Black holes are devastatingly powerful forces of nature, and nothing demonstrates their incredible might quite like seeing one tear apart a star. Recently, NASA’s sky-scanning TESS satellite caught a glimpse of that exact scenario playing out at the heart of a galaxy 375 million light-years away.
In a new paper published in The Astrophysical Journal, scientists explain how they first detected the destructive event using a network of telescopes called the All-Sky Automated Survey for Supernovae, or ASAS-SN. After its detection, the event was labeled ASASSN-19bt and NASA’s TESS was used to get an even better view of the fireworks.
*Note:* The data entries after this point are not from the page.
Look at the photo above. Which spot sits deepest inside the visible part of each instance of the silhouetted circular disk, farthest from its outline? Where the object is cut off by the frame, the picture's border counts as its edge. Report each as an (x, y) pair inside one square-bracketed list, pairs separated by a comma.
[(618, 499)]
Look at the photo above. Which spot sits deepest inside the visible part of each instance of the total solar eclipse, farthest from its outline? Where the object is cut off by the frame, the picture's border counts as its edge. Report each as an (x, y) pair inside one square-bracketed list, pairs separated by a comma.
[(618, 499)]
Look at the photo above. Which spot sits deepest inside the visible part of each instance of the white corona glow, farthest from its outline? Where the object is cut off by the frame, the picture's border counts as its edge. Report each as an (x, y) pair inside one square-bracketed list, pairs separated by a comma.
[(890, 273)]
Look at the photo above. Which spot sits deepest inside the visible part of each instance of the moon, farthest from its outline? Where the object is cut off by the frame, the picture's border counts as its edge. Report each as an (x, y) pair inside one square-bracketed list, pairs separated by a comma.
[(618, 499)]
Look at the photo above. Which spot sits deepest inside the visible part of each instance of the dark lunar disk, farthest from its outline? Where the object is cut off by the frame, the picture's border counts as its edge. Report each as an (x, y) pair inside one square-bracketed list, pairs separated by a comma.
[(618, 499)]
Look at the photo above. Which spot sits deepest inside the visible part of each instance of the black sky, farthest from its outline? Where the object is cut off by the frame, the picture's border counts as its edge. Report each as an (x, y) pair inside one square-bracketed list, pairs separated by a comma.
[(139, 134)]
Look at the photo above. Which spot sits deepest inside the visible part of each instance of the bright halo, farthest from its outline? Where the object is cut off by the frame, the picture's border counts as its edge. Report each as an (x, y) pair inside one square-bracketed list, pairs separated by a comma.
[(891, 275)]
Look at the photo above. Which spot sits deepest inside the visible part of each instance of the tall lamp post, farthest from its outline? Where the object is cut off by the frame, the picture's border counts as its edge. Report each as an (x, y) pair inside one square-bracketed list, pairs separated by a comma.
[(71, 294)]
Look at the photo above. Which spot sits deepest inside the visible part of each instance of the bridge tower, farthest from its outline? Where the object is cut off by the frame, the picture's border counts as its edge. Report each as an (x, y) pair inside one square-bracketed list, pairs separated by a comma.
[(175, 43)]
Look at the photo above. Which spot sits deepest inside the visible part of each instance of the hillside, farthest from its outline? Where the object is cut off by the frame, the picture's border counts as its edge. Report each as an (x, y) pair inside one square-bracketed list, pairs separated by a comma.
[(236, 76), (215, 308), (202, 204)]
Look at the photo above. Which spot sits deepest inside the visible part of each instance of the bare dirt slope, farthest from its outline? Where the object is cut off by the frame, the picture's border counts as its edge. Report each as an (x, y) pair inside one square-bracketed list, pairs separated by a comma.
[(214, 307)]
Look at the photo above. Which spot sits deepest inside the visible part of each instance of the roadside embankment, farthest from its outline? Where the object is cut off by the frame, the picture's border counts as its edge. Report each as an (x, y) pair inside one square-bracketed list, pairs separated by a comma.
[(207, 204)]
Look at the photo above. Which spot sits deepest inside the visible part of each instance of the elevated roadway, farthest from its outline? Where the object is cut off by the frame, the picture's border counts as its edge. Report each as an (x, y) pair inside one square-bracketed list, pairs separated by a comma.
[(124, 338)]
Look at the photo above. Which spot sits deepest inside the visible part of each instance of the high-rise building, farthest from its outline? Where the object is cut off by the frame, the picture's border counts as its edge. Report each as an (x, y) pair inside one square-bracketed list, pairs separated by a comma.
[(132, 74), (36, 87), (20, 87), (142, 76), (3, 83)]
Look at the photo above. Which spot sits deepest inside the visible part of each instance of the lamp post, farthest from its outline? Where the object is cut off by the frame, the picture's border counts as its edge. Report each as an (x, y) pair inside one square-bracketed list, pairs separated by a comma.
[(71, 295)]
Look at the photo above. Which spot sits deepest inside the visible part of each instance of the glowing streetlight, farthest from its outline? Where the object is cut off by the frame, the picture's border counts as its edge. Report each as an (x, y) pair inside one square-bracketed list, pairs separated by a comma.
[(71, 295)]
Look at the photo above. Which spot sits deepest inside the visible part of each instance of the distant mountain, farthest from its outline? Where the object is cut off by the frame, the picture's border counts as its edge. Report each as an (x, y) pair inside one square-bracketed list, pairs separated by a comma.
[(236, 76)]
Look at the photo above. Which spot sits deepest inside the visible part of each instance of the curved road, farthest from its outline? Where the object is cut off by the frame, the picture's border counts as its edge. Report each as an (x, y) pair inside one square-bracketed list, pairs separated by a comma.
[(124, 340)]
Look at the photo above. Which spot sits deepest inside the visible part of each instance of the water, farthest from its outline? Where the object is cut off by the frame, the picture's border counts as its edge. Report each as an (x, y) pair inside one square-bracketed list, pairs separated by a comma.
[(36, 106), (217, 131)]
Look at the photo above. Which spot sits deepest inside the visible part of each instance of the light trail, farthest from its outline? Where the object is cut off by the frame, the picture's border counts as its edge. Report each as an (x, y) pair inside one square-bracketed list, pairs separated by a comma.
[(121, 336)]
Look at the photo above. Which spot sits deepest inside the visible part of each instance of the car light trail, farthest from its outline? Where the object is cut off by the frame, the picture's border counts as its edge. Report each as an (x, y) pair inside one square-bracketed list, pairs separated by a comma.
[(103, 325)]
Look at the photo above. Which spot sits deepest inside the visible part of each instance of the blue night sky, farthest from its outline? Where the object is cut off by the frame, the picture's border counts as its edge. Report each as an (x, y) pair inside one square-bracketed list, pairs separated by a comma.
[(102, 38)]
The bright flash of the star getting a bit too close to the black hole is known as a tidal disruption event, or TDE. The star, drawn in close to the black hole by gravity, got close enough that the intense pull actually tore the star apart, flinging material into space and creating a disk of fiery debris that surrounds the black hole. This was the first such event observed by TESS, but scientists hope it won’t be the last.
“The early TESS data allow us to see light very close to the black hole, much closer than we’ve been able to see before,” Patrick Vallely, co-author of the study, said in a statement. “They also show us that ASASSN-19bt’s rise in brightness was very smooth, which helps us tell that the event was a tidal disruption and not another type of outburst, like from the center of a galaxy or a supernova.”
These observations were a first for NASA’s TESS, but it’s just one of many TDEs astronomers have spotted over the years. Still, scientists are eager to see as many as they can, and NASA believes TESS will play a major role in spotting them in the near future.